The building itself would be a draw for me, even if I didn’t actually put on skates. It’s in a Quonset hut from the 1940s, and I love architecture, old or new, and funky is always an added bonus. The rink did not disappoint. The building had several other incarnations between the ‘40s and 1975, when the rink was born. The color scheme is mustard, squash and cinnamon, and I loved it! A sparkly helium balloon shaped like “35” was near the ceiling and eagle’s nest office, commemorating the rink’s recent birthday. The lights dimmed and a disco ball twinkled up high as music ricocheted off the curves of the ceiling-walls. The 80s music filled me with happy memories. In the semi-dark, on wooden floors and surrounded by fast music, the place brought me back to high school dances. Maybe the size contributed to gymnasium memories, too: it’s a smaller rink than ice rinks, about the size of a basketball court. The size as well as the warmth and the wooden floors provide a sense of intimacy, unlike cavernous, cold ice rinks.
I felt complete freedom as I skated along the maple floors. My body moved with ease, my troubles receded, and my spirits soared. Suddenly, a blur raced between another skater and me, as effortlessly as a fish swimming between swaying reeds. In funky-patterned knee socks, she was muscular, confident, and fast. Was she a roller derby babe? I’d ask if I could catch her. She lapped me again and again, passing too quickly for me to ask. Eventually she slowed and I asked if she does derby. She does, and she told me about the bouts they have monthly (I’d called them “shows,” explaining that I know that can’t be the right word, but it kind of works, as there’s plenty of action to watch). We parted, waving, and I returned to my own solo roll through the disco lights.
I skated past a troop of Brownies, the girls wearing their badge-studded brown sashes across their shoulders. The average skater’s age seemed to be thirteen, but there were younger kids, older teens and grown-ups, too.
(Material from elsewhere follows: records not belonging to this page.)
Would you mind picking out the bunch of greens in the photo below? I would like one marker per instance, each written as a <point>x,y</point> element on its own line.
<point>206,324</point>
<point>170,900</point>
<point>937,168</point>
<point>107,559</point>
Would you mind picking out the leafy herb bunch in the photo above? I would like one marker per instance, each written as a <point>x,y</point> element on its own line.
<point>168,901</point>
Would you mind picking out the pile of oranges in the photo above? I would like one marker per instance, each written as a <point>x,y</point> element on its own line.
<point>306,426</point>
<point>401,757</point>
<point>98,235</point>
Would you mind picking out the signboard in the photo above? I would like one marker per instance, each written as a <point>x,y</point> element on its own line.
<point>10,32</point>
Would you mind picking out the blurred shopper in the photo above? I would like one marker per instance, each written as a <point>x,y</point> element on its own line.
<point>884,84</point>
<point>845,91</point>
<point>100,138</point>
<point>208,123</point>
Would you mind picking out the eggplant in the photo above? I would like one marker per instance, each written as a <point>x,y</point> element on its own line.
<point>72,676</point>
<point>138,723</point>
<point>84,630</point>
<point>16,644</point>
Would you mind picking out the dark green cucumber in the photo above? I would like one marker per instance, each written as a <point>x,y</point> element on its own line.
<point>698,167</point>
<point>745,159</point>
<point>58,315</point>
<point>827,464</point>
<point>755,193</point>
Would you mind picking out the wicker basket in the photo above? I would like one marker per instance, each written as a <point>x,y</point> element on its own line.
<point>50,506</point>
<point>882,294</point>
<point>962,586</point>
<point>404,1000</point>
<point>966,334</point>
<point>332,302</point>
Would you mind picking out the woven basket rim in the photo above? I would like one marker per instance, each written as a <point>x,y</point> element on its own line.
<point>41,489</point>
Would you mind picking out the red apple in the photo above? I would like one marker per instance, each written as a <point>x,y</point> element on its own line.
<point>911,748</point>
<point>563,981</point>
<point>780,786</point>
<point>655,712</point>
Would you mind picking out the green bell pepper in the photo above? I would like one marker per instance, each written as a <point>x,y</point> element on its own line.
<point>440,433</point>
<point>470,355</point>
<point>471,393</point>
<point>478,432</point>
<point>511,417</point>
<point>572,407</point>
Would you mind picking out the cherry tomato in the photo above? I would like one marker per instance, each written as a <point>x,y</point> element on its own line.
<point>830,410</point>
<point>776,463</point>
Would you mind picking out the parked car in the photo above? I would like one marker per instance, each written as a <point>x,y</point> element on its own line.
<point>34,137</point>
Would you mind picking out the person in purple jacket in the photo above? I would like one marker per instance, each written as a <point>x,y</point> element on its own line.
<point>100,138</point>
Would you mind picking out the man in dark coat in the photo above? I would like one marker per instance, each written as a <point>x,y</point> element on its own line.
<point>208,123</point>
Some parents seemed less at-ease than I am, but there were roller derby women gliding and even jumping as I made my way around the rink. I wanted to be like them, tough and fearless! But for now, I was just content to move along at my own pace, happy to be on my feet (and not that falling is bad but I’m proud to say I didn’t fall once in my forty minutes on the rink). The whole vibe was happy. People were having fun, even when they fell. It’s hard not to be happy when you’re moving on skates, surrounded by motion. It’s innocent fun and unlike some twenty-first-century entertainment, it’s not technology-dependent. It’s spirit-dependent.
The future of this building is uncertain. The twenty-year lease on the building is up, and the current owner is renting it month-to-month as the city council debates whether to allow its development as part of a city center project. I’ll be a bit sad if the rink closes, but even if it does, I had my turn on its floors, and I’m glad for that. Roller-skating is happiness in motion.